While protesters called from outside the ground for his arrest, alleging he had committed war crimes over the invasion of Iraq, Mr Blair spoke to business and civic leaders who paid up to $1000 before ticket prices were halved because of slow sales.
After the price cut the event became a sellout, organisers said.
Mr Blair spoke for 30 minutes to about 500 people on various topics, including his experience in office, issues such as faith and globalisation, the Middle East peace process and climate change.
He praised New Zealand's resilience in recovering from the Christchurch earthquakes, and said the way it was handled showed "dignity and resolve''.
He also spoke of his excitement to be at Eden Park and wished he could be in New Zealand for the Rugby World Cup.
The All Blacks were an inspiration to most people, wherever they were from, he said.
He also talked about global problems, including the economic crisis and world security issues.
Mr Blair believed progress could be made to stabilise the Middle East, and world powers needed to take a more complex view of the situation.
Others did not share his optimism for the Middle East, Mr Blair said.
A session followed where Mr Blair fielded various questions, including some about the highlights of his time in office -- the Good Friday Agreement and Britain's successful Olympic bid. The Good Friday agreement was a major political development in the Northern Ireland peace process.
When asked what his advice would be to embattled media mogul Rupert Murdoch, Mr Blair said it was all about "crisis management''.
He said the most important thing was to admit mistakes were made and then try to fix them quickly.
When questioned, Mr Blair agreed his government did not do enough to stabilise banking ahead of the financial crisis.
"We didn't spot it coming. If we had spotted it we would have done something about it,'' he said.
Mr Blair was asked if he would have done anything differently before the invasion of Iraq in 2003.
He said he wished he had realised that removing totalitarian regimes involved a "long struggle''.
A group of anti-war protesters gathered outside Eden Park in an attempt to put him under citizen's arrest.

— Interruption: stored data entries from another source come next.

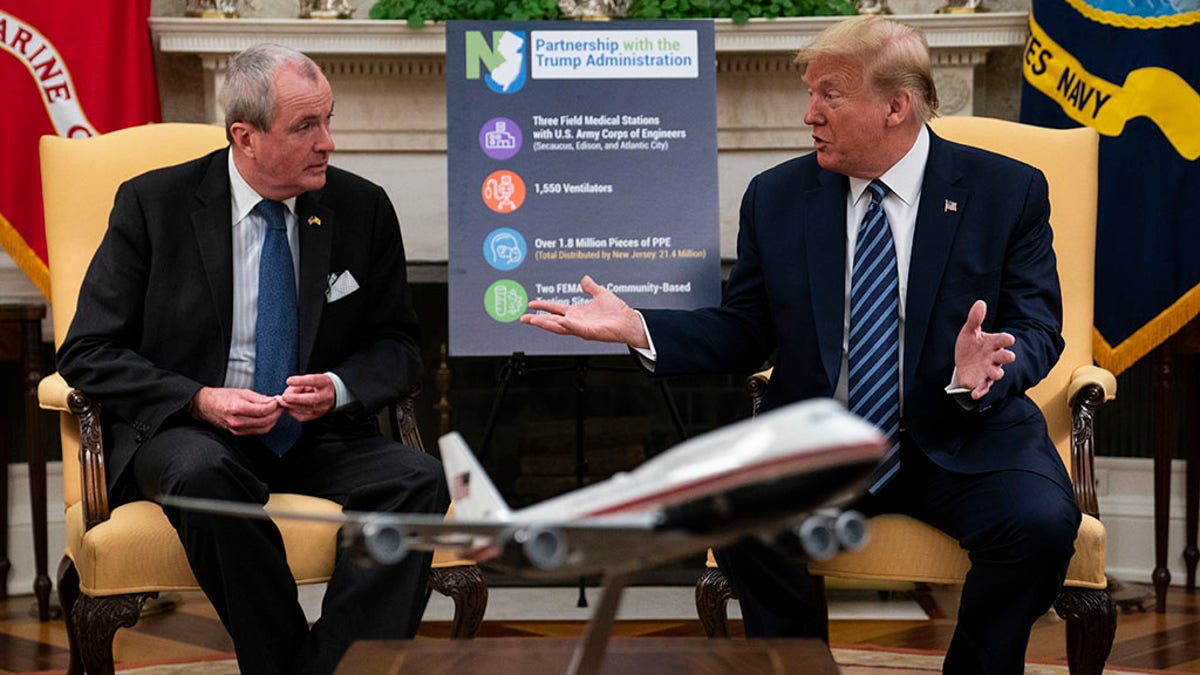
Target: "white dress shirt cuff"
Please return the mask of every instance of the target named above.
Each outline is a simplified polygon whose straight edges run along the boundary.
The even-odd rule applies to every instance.
[[[637,310],[634,310],[635,312]],[[642,316],[641,312],[637,312],[638,318],[642,320],[642,331],[646,333],[646,344],[650,345],[646,348],[634,347],[633,351],[637,352],[638,359],[642,362],[642,367],[650,372],[654,372],[654,364],[658,361],[658,352],[654,349],[654,338],[650,337],[650,328],[646,326],[646,317]]]
[[[346,383],[342,382],[342,378],[338,377],[337,373],[326,371],[325,374],[329,376],[329,379],[333,380],[333,391],[335,394],[333,400],[334,410],[341,410],[351,403],[358,401],[358,399],[354,398],[354,394],[351,394],[350,390],[346,388]]]
[[[950,384],[946,385],[946,393],[954,397],[955,403],[963,410],[974,410],[979,407],[979,401],[971,398],[971,390],[958,383],[958,368],[950,373]]]

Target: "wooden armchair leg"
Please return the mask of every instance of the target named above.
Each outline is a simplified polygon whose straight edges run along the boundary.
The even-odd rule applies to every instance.
[[[1117,607],[1103,589],[1064,588],[1054,610],[1067,622],[1071,675],[1100,675],[1117,633]]]
[[[710,638],[729,637],[729,601],[733,589],[721,570],[710,567],[696,582],[696,614],[704,634]]]
[[[63,556],[58,563],[58,604],[62,607],[63,622],[67,626],[67,647],[71,651],[71,660],[67,663],[67,675],[83,675],[83,659],[79,655],[79,633],[75,629],[75,620],[71,618],[71,610],[79,599],[79,573],[75,571],[75,562]]]
[[[84,672],[88,675],[112,675],[113,636],[118,628],[129,628],[137,623],[142,605],[157,595],[129,593],[93,598],[81,594],[75,599],[71,621],[79,638]]]
[[[450,637],[471,639],[479,632],[487,609],[487,581],[476,565],[435,567],[429,571],[429,587],[454,600],[454,622]]]

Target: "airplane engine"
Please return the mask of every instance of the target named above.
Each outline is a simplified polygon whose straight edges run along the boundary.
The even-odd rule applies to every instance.
[[[800,549],[809,560],[829,560],[838,552],[834,519],[825,515],[809,516],[793,527]]]
[[[833,521],[833,534],[843,551],[857,551],[867,545],[867,519],[858,511],[843,511]]]
[[[342,536],[360,564],[395,565],[408,555],[408,533],[398,523],[372,519],[344,527]]]
[[[838,551],[857,551],[867,545],[867,519],[858,511],[825,510],[806,516],[781,532],[773,542],[785,556],[828,560]]]
[[[566,533],[556,527],[533,525],[522,528],[513,532],[510,541],[506,548],[519,545],[520,555],[540,570],[558,569],[567,561],[570,552]],[[512,555],[509,551],[505,554],[505,557]]]

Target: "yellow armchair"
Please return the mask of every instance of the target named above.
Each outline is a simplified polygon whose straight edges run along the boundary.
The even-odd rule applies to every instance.
[[[1106,537],[1096,501],[1093,415],[1117,390],[1112,373],[1092,365],[1098,137],[1089,128],[1044,129],[982,117],[945,117],[932,126],[943,138],[1032,164],[1046,174],[1050,184],[1066,348],[1058,365],[1029,395],[1046,416],[1050,437],[1067,466],[1084,513],[1066,586],[1054,607],[1066,620],[1071,672],[1098,674],[1112,648],[1116,609],[1104,574]],[[764,371],[747,383],[756,410],[769,378],[770,372]],[[957,542],[908,516],[877,516],[869,521],[869,530],[871,541],[862,550],[811,563],[814,577],[961,584],[970,567]],[[696,588],[697,611],[710,636],[728,635],[725,607],[732,592],[711,555],[709,562]]]
[[[118,185],[150,169],[183,162],[226,144],[221,127],[153,124],[89,139],[41,140],[42,189],[50,258],[56,346],[75,314],[79,288],[100,244]],[[38,387],[41,407],[57,410],[63,447],[66,555],[58,570],[59,600],[71,648],[69,673],[111,673],[116,630],[137,622],[160,591],[198,590],[183,546],[157,504],[109,509],[98,403],[57,373]],[[421,448],[411,398],[390,411],[398,440]],[[453,509],[453,507],[451,507]],[[298,494],[271,495],[267,509],[339,513],[338,504]],[[320,583],[333,572],[337,526],[280,520],[296,583]],[[475,635],[487,585],[475,564],[435,552],[429,586],[454,599],[453,637]]]

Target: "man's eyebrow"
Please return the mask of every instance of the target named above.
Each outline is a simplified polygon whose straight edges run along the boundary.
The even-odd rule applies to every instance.
[[[816,82],[810,83],[808,86],[812,87],[813,89],[820,89],[820,88],[836,89],[838,87],[841,87],[843,85],[843,82],[844,82],[843,78],[841,78],[838,75],[826,75],[825,77],[822,77],[821,79],[817,80]]]
[[[302,126],[304,124],[312,124],[314,122],[320,121],[324,117],[325,117],[324,115],[305,115],[304,117],[301,117],[300,119],[296,120],[296,122],[292,126],[298,127],[298,126]]]

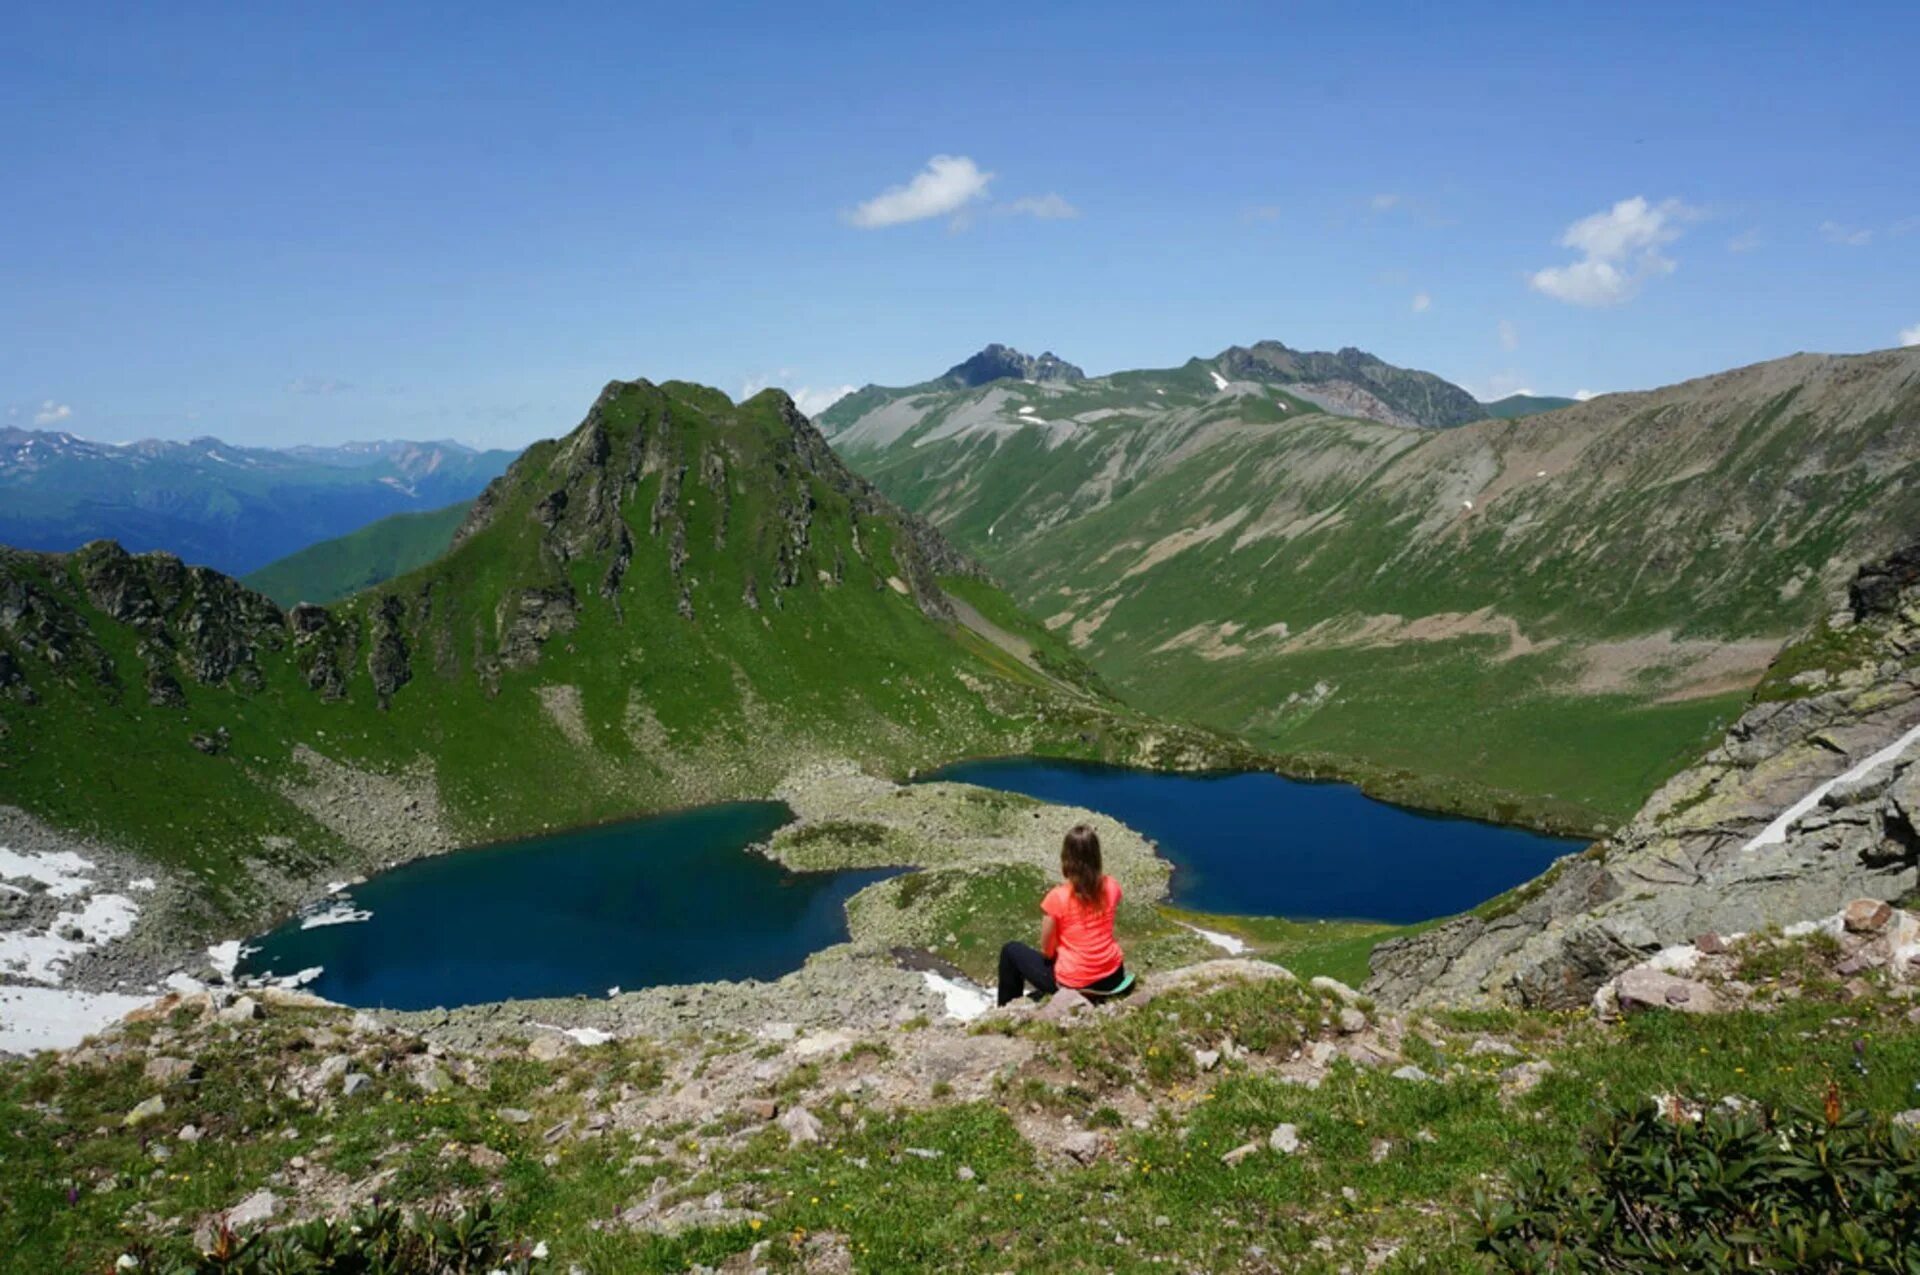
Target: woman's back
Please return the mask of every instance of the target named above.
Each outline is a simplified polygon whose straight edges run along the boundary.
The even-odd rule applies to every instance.
[[[1124,957],[1113,937],[1114,915],[1120,908],[1120,883],[1100,878],[1100,896],[1089,903],[1066,882],[1047,892],[1040,910],[1059,927],[1059,955],[1054,977],[1063,987],[1087,987],[1119,969]]]

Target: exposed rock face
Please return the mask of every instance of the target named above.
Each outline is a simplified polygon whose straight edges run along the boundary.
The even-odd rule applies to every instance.
[[[1429,429],[1481,420],[1486,409],[1451,381],[1395,367],[1352,346],[1336,354],[1294,350],[1278,341],[1233,346],[1216,360],[1229,379],[1277,381],[1329,411]]]
[[[1039,358],[1005,345],[989,345],[980,353],[947,369],[940,382],[954,387],[985,385],[989,381],[1084,381],[1087,374],[1048,351]]]
[[[1787,687],[1814,693],[1755,703],[1626,829],[1561,860],[1509,909],[1383,944],[1369,990],[1403,1004],[1584,1005],[1616,972],[1696,935],[1790,925],[1913,890],[1916,565],[1920,548],[1861,569],[1851,623],[1826,639],[1859,653],[1852,667],[1810,669]]]

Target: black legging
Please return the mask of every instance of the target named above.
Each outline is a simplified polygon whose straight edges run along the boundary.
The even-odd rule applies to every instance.
[[[1122,965],[1113,973],[1097,983],[1077,990],[1083,992],[1110,992],[1120,986],[1127,977],[1127,967]],[[1053,976],[1053,962],[1040,955],[1035,948],[1025,943],[1009,943],[1000,949],[1000,1003],[1011,1005],[1026,995],[1027,984],[1033,984],[1033,993],[1052,993],[1060,990],[1060,982]]]

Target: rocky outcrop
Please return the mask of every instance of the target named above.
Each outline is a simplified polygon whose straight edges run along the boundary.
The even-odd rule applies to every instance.
[[[1916,564],[1920,550],[1863,567],[1851,610],[1783,653],[1719,746],[1626,829],[1476,914],[1383,944],[1369,990],[1393,1003],[1584,1005],[1696,935],[1920,885]]]
[[[1087,374],[1051,350],[1034,358],[1011,346],[993,344],[948,368],[936,384],[972,388],[993,381],[1084,381]]]
[[[1753,977],[1756,969],[1767,976]],[[1654,1009],[1765,1013],[1810,989],[1836,989],[1843,1000],[1861,1000],[1874,982],[1903,988],[1911,999],[1916,979],[1920,916],[1882,899],[1855,899],[1832,916],[1777,934],[1703,934],[1662,948],[1603,983],[1593,1008],[1603,1018]]]
[[[1481,420],[1473,395],[1431,372],[1395,367],[1351,346],[1326,354],[1278,341],[1233,346],[1215,360],[1230,380],[1277,382],[1329,411],[1388,425],[1443,429]],[[1324,401],[1323,401],[1324,400]]]

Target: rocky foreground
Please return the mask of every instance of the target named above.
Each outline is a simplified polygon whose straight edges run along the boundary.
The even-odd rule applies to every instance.
[[[1386,1012],[1241,960],[970,1023],[484,1044],[194,992],[0,1063],[0,1268],[279,1269],[199,1255],[291,1262],[375,1204],[484,1218],[502,1269],[1472,1268],[1475,1193],[1515,1148],[1575,1155],[1597,1103],[1920,1120],[1916,936],[1861,900],[1628,971],[1599,1014]]]

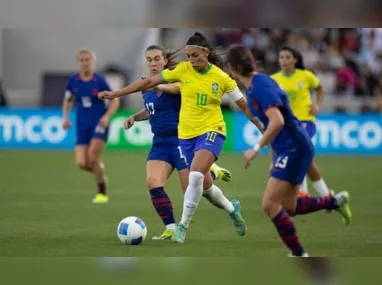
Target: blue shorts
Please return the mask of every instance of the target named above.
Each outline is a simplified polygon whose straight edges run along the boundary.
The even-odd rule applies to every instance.
[[[109,127],[104,128],[99,125],[84,126],[77,124],[76,145],[89,145],[92,139],[101,139],[107,141]]]
[[[312,150],[275,153],[271,176],[292,184],[302,184],[314,157]]]
[[[316,124],[311,121],[301,121],[301,125],[308,132],[310,138],[312,139],[317,131]]]
[[[215,155],[215,160],[219,158],[222,151],[225,136],[217,132],[208,132],[193,139],[179,139],[180,147],[186,158],[188,168],[191,167],[192,160],[196,151],[205,149]]]
[[[165,161],[178,171],[187,169],[185,157],[179,146],[179,139],[175,137],[157,137],[153,139],[153,146],[147,157],[147,161]]]

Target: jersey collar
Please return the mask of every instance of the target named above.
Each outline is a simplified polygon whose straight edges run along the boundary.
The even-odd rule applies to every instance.
[[[285,73],[281,71],[281,75],[284,76],[285,78],[288,78],[288,79],[292,78],[295,74],[296,74],[296,68],[293,69],[293,72],[291,75],[285,75]]]
[[[199,72],[199,71],[197,71],[196,69],[194,69],[194,70],[196,71],[196,73],[198,73],[198,74],[200,74],[200,75],[205,75],[205,74],[207,74],[207,73],[211,70],[212,66],[213,66],[213,64],[210,63],[210,65],[208,66],[208,68],[207,68],[205,71],[203,71],[203,72]]]

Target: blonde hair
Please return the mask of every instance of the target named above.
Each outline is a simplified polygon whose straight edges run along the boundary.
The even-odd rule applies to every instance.
[[[92,51],[91,49],[89,48],[82,48],[78,51],[77,53],[77,59],[80,57],[81,54],[90,54],[93,58],[93,60],[95,61],[96,60],[96,54],[94,51]]]

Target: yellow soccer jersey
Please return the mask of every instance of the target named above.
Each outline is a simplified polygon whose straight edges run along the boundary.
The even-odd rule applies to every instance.
[[[220,107],[221,98],[237,87],[236,82],[227,73],[213,64],[200,73],[190,62],[181,62],[173,70],[163,70],[162,78],[166,82],[180,83],[180,139],[192,139],[209,131],[226,135],[226,125]]]
[[[309,114],[312,104],[310,90],[318,88],[319,79],[312,72],[301,69],[295,69],[290,76],[286,76],[280,71],[271,77],[288,94],[291,108],[297,119],[315,122],[316,118]]]

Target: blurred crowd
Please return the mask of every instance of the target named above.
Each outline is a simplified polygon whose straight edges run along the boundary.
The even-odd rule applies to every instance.
[[[279,70],[281,46],[293,47],[320,79],[325,94],[369,98],[374,103],[361,111],[382,111],[382,28],[220,28],[210,32],[214,45],[223,51],[233,44],[250,48],[268,74]]]

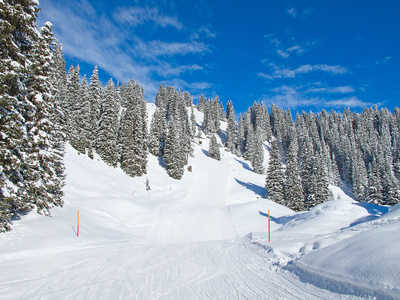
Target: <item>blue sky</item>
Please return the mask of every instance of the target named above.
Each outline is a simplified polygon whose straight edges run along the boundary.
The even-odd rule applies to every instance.
[[[40,0],[67,68],[296,111],[400,100],[400,1]]]

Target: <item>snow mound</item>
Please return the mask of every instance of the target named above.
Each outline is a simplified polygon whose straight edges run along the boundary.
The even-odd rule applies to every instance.
[[[324,234],[348,227],[355,219],[365,216],[365,208],[354,200],[333,200],[298,214],[279,230]]]
[[[354,236],[310,252],[288,268],[334,292],[399,299],[400,205],[352,230]]]

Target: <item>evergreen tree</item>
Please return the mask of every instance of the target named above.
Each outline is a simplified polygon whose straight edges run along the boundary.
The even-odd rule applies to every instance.
[[[200,99],[199,99],[199,104],[198,104],[198,106],[197,106],[197,108],[198,108],[198,110],[199,110],[200,112],[204,112],[204,110],[205,110],[205,108],[206,108],[206,103],[207,103],[206,98],[204,98],[204,95],[201,94],[201,95],[200,95]]]
[[[168,175],[174,179],[181,179],[184,173],[185,158],[180,151],[181,139],[177,122],[172,117],[168,122],[168,134],[165,140],[164,160]]]
[[[81,153],[85,153],[82,149],[85,147],[80,146],[80,130],[78,128],[78,123],[76,122],[76,118],[81,113],[81,104],[80,101],[80,69],[79,66],[75,68],[71,66],[68,71],[67,76],[67,123],[66,123],[66,133],[68,136],[68,140],[72,147],[78,150]]]
[[[208,154],[210,155],[211,158],[214,158],[216,160],[221,160],[221,152],[219,151],[217,139],[215,138],[214,134],[211,136],[210,139],[210,148],[208,150]]]
[[[353,151],[352,182],[356,200],[363,201],[367,196],[368,174],[360,150]]]
[[[142,88],[134,80],[127,87],[127,108],[118,134],[121,169],[129,176],[147,172],[147,112]]]
[[[257,174],[264,173],[264,145],[262,143],[261,137],[256,134],[255,135],[255,145],[254,145],[254,155],[251,160],[251,165],[253,167],[253,172]]]
[[[190,134],[192,137],[196,135],[196,116],[194,115],[193,106],[190,107]]]
[[[286,205],[285,195],[283,193],[282,163],[276,141],[272,141],[271,143],[265,188],[268,192],[268,198],[281,205]]]
[[[65,140],[67,132],[67,119],[69,118],[69,107],[67,103],[67,72],[65,69],[65,59],[62,46],[58,43],[53,45],[53,59],[50,74],[52,95],[54,97],[53,122],[59,127],[58,137]]]
[[[257,147],[256,134],[254,133],[253,126],[251,124],[248,126],[243,157],[246,160],[253,161]]]
[[[226,141],[225,147],[228,151],[236,154],[237,147],[237,124],[235,120],[235,109],[233,108],[232,101],[228,101],[226,106],[226,118],[228,120],[228,126],[226,128]]]
[[[110,79],[105,88],[105,98],[101,103],[101,115],[96,132],[96,153],[112,167],[118,163],[118,111],[115,86]]]
[[[165,109],[157,107],[150,123],[149,150],[151,154],[159,157],[164,155],[166,134]]]
[[[155,100],[155,105],[159,108],[165,109],[166,106],[166,94],[165,94],[165,88],[162,86],[160,83],[160,87],[158,88],[157,94],[156,94],[156,100]]]
[[[311,141],[309,139],[305,139],[300,150],[300,177],[303,184],[305,208],[310,209],[318,204],[318,199],[316,196],[318,182],[315,172],[315,156]]]
[[[31,143],[27,152],[25,181],[29,183],[27,194],[31,198],[30,202],[38,213],[45,215],[50,214],[51,207],[63,204],[63,174],[60,169],[62,156],[55,151],[58,146],[58,134],[51,122],[54,109],[50,82],[52,42],[52,25],[46,22],[40,29],[38,40],[33,47],[30,84],[27,85],[28,99],[34,107],[34,112],[26,117],[26,128]]]
[[[237,146],[238,155],[242,155],[244,153],[244,148],[246,145],[246,136],[245,136],[242,114],[239,114],[237,138],[238,138],[238,146]]]
[[[376,160],[372,162],[368,174],[368,196],[366,201],[377,205],[383,202],[381,174]]]
[[[36,1],[0,2],[0,231],[11,218],[62,205],[62,157],[53,151],[51,24]]]
[[[304,207],[303,186],[299,175],[297,142],[293,141],[286,156],[285,169],[285,202],[294,211],[302,211]]]
[[[323,164],[323,161],[321,159],[320,155],[316,155],[314,157],[314,172],[315,172],[315,181],[316,181],[316,190],[314,194],[314,202],[310,203],[308,201],[308,206],[312,207],[318,204],[321,204],[326,201],[333,200],[333,194],[331,190],[329,189],[329,183],[328,183],[328,177],[327,177],[327,172],[326,168]]]
[[[89,112],[89,140],[91,141],[89,146],[89,157],[93,158],[93,149],[96,148],[96,130],[97,130],[97,122],[100,117],[100,103],[102,99],[102,87],[99,80],[99,71],[97,70],[97,66],[94,67],[92,76],[90,77],[90,85],[89,85],[89,103],[90,103],[90,112]]]
[[[395,205],[400,203],[400,191],[391,176],[388,174],[383,176],[382,186],[382,204]]]
[[[79,93],[75,98],[73,106],[73,114],[70,115],[70,143],[82,154],[86,154],[86,150],[90,148],[90,103],[89,103],[89,86],[86,76],[83,77]]]

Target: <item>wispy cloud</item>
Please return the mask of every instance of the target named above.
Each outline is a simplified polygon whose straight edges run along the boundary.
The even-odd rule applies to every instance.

They yelled that Mr Blair was a war criminal, but they didn't get close to him when he arrived today.
A heavy police presence kept protesters out of Eden Park and Mr Blair entered through a different gate.
From the street they called on Attorney General Chris Finlayson to have Mr Blair arrested for war crimes committed during the invasion of Iraq.
Global Peace and Justice Auckland spokesman John Minto said Mr Blair was guilty of war crimes punishable under New Zealand law.
Mr Blair did not stay long in Auckland, and was quickly whisked away to catch a flight to Brisbane where he has another speaking engagement tonight.